だがやがて、アマデオは幾たびかためらった後、思い切ったようにテアに声をかけた。
「……テア。もう、俺から話してもいいかな?」
「えっ、ああ、ごめんなさい。…いいわ」
ハッと我に返った様子でテアが振り返りうなずいた。
「そうか。
……テア、君の考えはよくわかった。
俺や君の父上ややつ、俺たち雄の勝手な思い込みが間違っていたってことも。
だが、テア、君も一つだけ大きな間違いを犯しているよ」

「間違い?」
いぶかしそうにテアが聞き返すと、アマデオはうなずいた。
「そうだ。
…テア、俺たちが君のことを本当のところで理解できていなかったのと同時に、君も、やつの、エアハルトの気持ちを理解できていない。
何故やつの心の中に君がいないと思うんだ? 
やつが迷わなかったからかい? 
だが、それは君の前で迷わなかっただけで、やつの内心がどうだったかはわからないじゃないか。

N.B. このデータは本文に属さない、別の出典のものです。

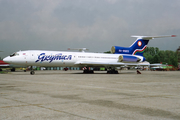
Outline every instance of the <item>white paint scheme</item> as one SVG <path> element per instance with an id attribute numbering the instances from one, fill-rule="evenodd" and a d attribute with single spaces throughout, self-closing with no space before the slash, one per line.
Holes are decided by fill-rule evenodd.
<path id="1" fill-rule="evenodd" d="M 138 39 L 143 40 L 150 40 L 154 38 L 162 38 L 162 37 L 176 37 L 175 35 L 171 36 L 132 36 L 137 37 Z M 134 42 L 136 43 L 136 41 Z M 133 44 L 134 44 L 133 43 Z M 138 45 L 142 45 L 142 43 L 138 43 Z M 132 46 L 132 45 L 131 45 Z M 15 65 L 25 65 L 25 66 L 31 66 L 31 74 L 34 74 L 34 71 L 32 69 L 32 66 L 61 66 L 61 67 L 106 67 L 110 69 L 110 73 L 118 73 L 118 71 L 115 70 L 115 67 L 121 67 L 121 66 L 135 66 L 135 65 L 141 65 L 141 66 L 147 66 L 150 65 L 149 63 L 143 62 L 144 57 L 139 55 L 131 55 L 131 54 L 105 54 L 105 53 L 85 53 L 84 50 L 86 48 L 82 48 L 82 52 L 65 52 L 65 51 L 42 51 L 42 50 L 28 50 L 28 51 L 19 51 L 14 53 L 13 55 L 10 55 L 3 59 L 3 61 Z M 135 49 L 136 50 L 136 49 Z M 51 60 L 44 60 L 42 59 L 42 56 L 40 54 L 44 53 L 44 55 L 49 56 L 49 58 L 55 57 Z M 59 56 L 59 54 L 66 55 L 66 59 L 70 58 L 68 60 L 62 60 L 59 59 L 62 56 Z M 135 58 L 134 63 L 124 63 L 119 62 L 122 60 L 119 60 L 119 57 L 122 57 L 121 55 L 125 56 L 131 56 L 128 58 Z M 40 56 L 40 57 L 39 57 Z M 38 59 L 41 59 L 41 61 L 37 61 Z M 137 59 L 137 60 L 136 60 Z M 51 62 L 50 62 L 51 61 Z M 130 62 L 126 60 L 127 62 Z M 86 70 L 84 71 L 86 73 Z M 89 71 L 88 71 L 89 72 Z M 91 72 L 91 71 L 90 71 Z M 109 73 L 109 71 L 107 71 Z"/>
<path id="2" fill-rule="evenodd" d="M 35 62 L 38 60 L 38 56 L 41 53 L 45 53 L 47 56 L 55 56 L 56 54 L 62 53 L 62 55 L 72 55 L 71 60 L 53 60 Z M 143 57 L 137 56 L 140 60 L 139 63 L 123 63 L 118 62 L 118 57 L 121 54 L 105 54 L 105 53 L 87 53 L 87 52 L 64 52 L 64 51 L 42 51 L 42 50 L 28 50 L 16 52 L 13 57 L 6 57 L 3 61 L 7 63 L 26 65 L 26 66 L 61 66 L 61 67 L 73 67 L 73 66 L 88 66 L 88 67 L 120 67 L 125 65 L 139 65 L 142 63 Z M 132 55 L 129 55 L 132 56 Z M 50 62 L 50 63 L 49 63 Z M 149 65 L 149 64 L 145 64 Z"/>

それに、もし俺がやつの立場でも、やはり君の前では迷っているようなそぶりは決して見せないよ。
君は怒るかも知れないけど、俺たち雄はやはり愛する者を守り幸せにしてやりたいと思ってしまうんだ。
だから……自分にその資格がないと判断したら、黙って身を引くさ」

「でも」
反論しようとするテアを、アマデオは首を振って止め、続けた。
「テア。やつはここを去る時、君の父上に、『テアに幸せにと』と伝言を頼んだそうだ。
いいかい、テア。やつは他には誰のことも言わなかったんだよ。
ただ、君のことだけを言葉にした。
君に幸せになって欲しいと、ただそれだけを……。